Ann Hergatt Huffman, Kristine J. Olson, Thomas C. O’Gara Jr and Eden B. King

The purpose of this paper is to investigate the part that gender roles play in fathers’ work-family experiences. The authors compared two models (gender role as a…

Abstract

Purpose

The purpose of this paper is to investigate the part that gender roles play in fathers’ work-family experiences. The authors compared two models (gender role as a correlate and as a moderator) and hypothesized that gender role beliefs play an important factor related to fathers’ experiences of work-family conflict.

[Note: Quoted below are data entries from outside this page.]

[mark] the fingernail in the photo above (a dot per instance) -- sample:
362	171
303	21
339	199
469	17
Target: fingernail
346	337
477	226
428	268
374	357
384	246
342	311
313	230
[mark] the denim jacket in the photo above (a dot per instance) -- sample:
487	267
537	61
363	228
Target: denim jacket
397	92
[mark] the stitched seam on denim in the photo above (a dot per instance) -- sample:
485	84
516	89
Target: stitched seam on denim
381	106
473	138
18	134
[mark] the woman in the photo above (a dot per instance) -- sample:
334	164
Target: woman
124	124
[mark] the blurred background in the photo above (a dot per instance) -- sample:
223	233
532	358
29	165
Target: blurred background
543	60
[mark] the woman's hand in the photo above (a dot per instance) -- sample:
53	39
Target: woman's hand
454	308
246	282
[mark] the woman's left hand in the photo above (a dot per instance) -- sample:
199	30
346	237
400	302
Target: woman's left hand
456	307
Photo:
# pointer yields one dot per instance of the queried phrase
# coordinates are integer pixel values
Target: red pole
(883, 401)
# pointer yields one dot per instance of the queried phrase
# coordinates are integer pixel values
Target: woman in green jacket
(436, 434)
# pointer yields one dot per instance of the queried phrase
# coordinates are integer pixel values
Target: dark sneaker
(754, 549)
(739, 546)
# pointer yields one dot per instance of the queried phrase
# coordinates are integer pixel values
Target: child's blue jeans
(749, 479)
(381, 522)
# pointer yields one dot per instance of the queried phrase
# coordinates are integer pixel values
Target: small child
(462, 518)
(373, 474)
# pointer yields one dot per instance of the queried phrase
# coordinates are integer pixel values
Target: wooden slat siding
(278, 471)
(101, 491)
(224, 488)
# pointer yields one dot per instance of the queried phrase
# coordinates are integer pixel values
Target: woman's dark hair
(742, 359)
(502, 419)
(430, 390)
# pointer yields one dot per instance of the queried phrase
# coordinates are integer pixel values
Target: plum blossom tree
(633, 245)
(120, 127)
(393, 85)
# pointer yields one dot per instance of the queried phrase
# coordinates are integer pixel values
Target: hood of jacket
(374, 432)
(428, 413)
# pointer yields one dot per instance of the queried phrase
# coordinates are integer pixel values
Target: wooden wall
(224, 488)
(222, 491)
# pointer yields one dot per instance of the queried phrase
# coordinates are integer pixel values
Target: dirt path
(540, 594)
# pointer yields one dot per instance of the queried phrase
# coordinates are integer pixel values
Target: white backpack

Design/methodology/approach

Participants completed an online survey that consisted of questions related to work and family experiences. The final sample consisted of 264 employed, married fathers.

Findings

Results showed a relationship between traditional gender role beliefs and number of hours spent at work and at home. Additionally, number of work hours was related to time-based work-to-family conflict, but not strain-based work-to-family conflict. The results supported the expectation that work hours mediate the relationship between a father's traditional gender role beliefs and time-based work-to-family conflict.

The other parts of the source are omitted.